Edge and hybrid reshuffle the cards in the cloud market


Edge Computing platforms bring new answers to European and French companies.

The emergence of new cloud platforms, called Edge computing, which process data close to where they are produced, offer French and European players an opportunity to reposition themselves on the cloud market, which has been said too often he was acquired by the giants of the field.

With their cutting-edge skills in this area and their capacity for innovation, European companies have the assets to develop and promote Edge solutions that are simultaneously trustworthy, agile, efficient, disconnected and sovereign.

The history of the cloud has yet to be written

“Games are made for the cloud”, “we can’t catch up with the GAFAM”, “it is useless to fight on this ground”… the defeatist speeches ended up convincing the public that the cloud was the business of hyperscalers, these American or Chinese giants who have built global IT processing infrastructures in which they host our data, our images, our identities without anyone really knowing what they are doing with them.

Their reputation as essential is such that many large French and European companies have resigned themselves to entrusting them with the hosting of their data and applications. Some of them are moved, worried about national or European sovereignty, but the initiatives to regain this sovereignty very often remain wishful thinking. And despite the existence of effective national solutions, French health data, consolidated in the Health Data Hub, should be hosted in an American cloud. As for the information from the 2024 Olympics, it will be processed in a Chinese cloud…

What if, instead of looking at the finger pointing at it, we finally looked at the Moon? Too often, when we talk about cloud computing, we talk about it as a solution with vague outlines. However, far from being a pure concept, this computing in the cloud designates a set of particularly complex hardware and software technologies. The cloud today is data centers filled with servers that process and store data; they are networks that interconnect these centers all around the planet; it is software “stacks”, the stacks, which make these systems work; these are software applications that are used on demand and by subscription, in “as a service” mode, all for a bank to record your expenses by credit card, for your hotel reservation to be transmitted to the hotelier, that the factory launches the production of the parts ordered, that the planes have the necessary information to ensure the flights, etc.

There is not one cloud model, but a multitude of solutions that adapt to the specific needs of each in terms of data processing and storage. And this cloud can be public (shared hosting with a provider without space reserved for a customer), private (specific to a company, an organization) or hybrid (combining the two previous ones). Today, the public cloud is largely dominated by hyperscalers. Not only have they anticipated and made major investments, but they have largely benefited from the political (multi-annual plans) and financial (massive public procurement) support of their respective governments.

The Edge, an opportunity to regain control

Unlike the centralized public cloud, the Edge responds to data processing issues that require proximity: connected objects and other sensors such as, for example, video cameras now required in many activities, 5G platforms, factories, shopping centres, all sites where a large part of the data is processed locally, etc. And in this area, the games are far from over.

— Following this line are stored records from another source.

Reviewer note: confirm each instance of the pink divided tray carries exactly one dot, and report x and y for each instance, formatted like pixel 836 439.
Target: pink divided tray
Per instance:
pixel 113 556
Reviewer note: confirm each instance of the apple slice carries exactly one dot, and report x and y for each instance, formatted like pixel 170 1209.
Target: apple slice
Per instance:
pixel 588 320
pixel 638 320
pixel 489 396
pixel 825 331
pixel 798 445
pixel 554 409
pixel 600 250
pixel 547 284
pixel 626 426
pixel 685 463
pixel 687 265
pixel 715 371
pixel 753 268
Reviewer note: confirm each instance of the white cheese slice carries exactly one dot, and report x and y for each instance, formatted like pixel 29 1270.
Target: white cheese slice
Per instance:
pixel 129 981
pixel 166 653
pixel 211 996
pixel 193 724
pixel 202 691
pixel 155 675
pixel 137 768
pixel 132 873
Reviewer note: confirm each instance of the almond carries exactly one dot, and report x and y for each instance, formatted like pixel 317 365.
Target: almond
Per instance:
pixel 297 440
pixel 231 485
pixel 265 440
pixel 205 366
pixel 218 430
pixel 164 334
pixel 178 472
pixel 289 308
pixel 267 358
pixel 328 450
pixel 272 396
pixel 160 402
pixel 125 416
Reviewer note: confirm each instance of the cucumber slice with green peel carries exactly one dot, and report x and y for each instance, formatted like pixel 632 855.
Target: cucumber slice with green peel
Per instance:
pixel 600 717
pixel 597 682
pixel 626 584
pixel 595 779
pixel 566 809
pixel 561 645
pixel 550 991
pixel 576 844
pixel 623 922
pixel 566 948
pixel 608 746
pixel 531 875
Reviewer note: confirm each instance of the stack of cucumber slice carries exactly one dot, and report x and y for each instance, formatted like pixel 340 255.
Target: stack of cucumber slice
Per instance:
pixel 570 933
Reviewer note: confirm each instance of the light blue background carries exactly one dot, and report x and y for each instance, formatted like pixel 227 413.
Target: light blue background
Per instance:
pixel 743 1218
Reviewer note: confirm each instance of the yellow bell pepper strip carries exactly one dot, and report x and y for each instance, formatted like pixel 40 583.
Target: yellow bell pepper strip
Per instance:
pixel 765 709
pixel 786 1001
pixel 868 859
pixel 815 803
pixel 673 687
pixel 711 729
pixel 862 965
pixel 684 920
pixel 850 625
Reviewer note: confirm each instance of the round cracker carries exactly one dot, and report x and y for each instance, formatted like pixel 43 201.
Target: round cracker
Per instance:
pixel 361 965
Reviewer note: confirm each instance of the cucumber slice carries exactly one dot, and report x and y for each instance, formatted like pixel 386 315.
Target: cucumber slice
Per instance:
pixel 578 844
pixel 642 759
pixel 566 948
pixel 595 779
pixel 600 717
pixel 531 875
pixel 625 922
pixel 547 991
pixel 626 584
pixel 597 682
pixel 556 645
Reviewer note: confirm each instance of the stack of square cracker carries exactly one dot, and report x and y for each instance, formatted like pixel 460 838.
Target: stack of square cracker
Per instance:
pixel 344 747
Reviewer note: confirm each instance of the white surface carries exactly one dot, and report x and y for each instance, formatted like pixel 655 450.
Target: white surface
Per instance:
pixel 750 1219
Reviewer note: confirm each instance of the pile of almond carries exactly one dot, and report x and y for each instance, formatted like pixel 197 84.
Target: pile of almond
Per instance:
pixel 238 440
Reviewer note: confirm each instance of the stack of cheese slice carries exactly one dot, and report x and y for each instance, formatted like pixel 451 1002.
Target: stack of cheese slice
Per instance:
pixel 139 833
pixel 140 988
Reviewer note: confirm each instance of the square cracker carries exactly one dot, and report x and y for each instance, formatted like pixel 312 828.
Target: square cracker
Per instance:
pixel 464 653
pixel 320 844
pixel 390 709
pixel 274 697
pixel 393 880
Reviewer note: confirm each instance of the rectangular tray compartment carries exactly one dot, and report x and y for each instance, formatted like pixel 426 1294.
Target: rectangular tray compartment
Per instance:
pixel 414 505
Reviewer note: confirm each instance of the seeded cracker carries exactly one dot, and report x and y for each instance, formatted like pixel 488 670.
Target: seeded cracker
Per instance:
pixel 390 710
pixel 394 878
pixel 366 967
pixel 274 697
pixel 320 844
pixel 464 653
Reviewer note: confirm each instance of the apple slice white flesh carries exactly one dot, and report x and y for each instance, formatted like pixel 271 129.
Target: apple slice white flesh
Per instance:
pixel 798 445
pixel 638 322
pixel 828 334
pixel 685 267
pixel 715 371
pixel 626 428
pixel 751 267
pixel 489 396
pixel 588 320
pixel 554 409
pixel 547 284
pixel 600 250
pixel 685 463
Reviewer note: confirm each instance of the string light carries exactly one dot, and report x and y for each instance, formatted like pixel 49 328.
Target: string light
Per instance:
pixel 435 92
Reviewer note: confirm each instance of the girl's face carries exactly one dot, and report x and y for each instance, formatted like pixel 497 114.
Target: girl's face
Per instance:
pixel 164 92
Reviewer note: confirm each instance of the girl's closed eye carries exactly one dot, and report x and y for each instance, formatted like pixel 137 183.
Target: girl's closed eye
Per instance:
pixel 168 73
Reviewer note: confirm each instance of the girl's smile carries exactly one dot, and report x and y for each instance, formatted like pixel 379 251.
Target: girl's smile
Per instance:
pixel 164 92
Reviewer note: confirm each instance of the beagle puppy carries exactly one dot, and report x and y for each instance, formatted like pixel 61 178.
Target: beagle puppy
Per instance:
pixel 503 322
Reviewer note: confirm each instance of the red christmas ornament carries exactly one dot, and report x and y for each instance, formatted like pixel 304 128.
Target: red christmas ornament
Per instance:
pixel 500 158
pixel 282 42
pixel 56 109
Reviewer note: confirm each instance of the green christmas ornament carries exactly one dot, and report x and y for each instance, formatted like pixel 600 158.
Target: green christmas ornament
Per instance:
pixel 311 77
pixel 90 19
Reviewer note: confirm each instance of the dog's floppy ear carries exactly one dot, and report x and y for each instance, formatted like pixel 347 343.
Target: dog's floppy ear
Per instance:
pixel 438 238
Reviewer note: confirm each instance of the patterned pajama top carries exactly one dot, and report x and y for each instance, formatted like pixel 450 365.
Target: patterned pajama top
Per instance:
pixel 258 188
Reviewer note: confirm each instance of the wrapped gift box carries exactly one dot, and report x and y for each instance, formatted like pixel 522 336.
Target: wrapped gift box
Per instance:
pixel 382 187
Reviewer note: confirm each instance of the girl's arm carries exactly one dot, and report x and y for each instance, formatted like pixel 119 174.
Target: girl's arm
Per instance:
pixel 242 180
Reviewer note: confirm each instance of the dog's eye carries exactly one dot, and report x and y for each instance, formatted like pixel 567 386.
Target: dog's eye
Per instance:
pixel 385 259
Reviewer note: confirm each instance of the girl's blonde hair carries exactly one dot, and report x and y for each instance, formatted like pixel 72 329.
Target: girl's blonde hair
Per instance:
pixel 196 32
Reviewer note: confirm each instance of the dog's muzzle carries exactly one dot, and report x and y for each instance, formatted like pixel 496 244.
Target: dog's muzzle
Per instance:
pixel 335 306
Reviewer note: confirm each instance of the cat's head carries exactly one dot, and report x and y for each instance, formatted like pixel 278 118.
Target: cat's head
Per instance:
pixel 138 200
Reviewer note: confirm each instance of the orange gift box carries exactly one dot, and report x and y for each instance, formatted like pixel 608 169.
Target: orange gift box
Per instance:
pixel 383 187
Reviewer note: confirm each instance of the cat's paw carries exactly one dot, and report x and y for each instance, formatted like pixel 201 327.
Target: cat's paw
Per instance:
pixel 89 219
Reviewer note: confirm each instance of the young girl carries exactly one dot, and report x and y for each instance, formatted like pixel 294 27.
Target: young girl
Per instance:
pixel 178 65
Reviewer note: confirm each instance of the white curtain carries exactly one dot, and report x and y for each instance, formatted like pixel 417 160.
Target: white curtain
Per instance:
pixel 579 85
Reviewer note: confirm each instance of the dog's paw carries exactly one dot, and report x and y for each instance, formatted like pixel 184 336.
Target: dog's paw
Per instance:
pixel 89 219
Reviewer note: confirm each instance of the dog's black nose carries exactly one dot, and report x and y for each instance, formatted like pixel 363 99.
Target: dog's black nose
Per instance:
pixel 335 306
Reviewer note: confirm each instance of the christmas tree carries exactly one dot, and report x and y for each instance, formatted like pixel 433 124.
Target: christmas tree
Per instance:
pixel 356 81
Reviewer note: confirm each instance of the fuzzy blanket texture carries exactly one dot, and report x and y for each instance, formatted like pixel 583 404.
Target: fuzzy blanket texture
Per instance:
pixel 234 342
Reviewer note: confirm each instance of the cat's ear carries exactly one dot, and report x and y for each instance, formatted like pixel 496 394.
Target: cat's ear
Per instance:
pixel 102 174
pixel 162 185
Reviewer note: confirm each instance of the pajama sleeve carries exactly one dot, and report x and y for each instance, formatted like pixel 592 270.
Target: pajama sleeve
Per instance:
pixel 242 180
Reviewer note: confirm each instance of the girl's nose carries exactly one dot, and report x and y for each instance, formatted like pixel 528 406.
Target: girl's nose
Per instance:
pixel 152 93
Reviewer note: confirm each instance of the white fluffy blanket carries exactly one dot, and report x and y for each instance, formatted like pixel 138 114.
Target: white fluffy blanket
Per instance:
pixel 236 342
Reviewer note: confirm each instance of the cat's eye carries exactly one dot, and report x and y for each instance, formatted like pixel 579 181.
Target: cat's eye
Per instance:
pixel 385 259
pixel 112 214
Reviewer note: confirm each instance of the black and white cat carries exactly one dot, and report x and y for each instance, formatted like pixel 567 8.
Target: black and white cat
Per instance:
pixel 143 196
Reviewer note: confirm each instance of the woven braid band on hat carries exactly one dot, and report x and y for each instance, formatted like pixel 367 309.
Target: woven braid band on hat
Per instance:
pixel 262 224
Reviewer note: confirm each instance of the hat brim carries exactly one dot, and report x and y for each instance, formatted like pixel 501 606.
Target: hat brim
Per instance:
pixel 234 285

The emergence of edge computing platforms makes it possible to redistribute the cards. With cutting-edge skills and determined not to leave the field of Edge to hyperscalers, European cloud players have designed solutions that are both technologically innovative, reversible and financially attractive for users. They will no longer have to resort to hyperscalers “by default”, because they will find a rich offer, adapted to their needs, from trusted European players. They can deploy, operate and control their Edge platform from start to finish and very easily. And they can change it if they are not satisfied! They are not subject to “vendor lock-in”, that is to say they are not captive to a supplier. This independence is far from trivial. Indeed, hyperscalers currently practice significant annual price increases – up to 30% – that users can only suffer, because the cost of a change of platform would be totally prohibitive.

The Edge thus gives Europe the opportunity to regain some sovereignty over this segment of the cloud market, critical if ever there was one. At the same time transparent, reversible, economically interesting, it has all the advantages of the public cloud without having its disadvantages.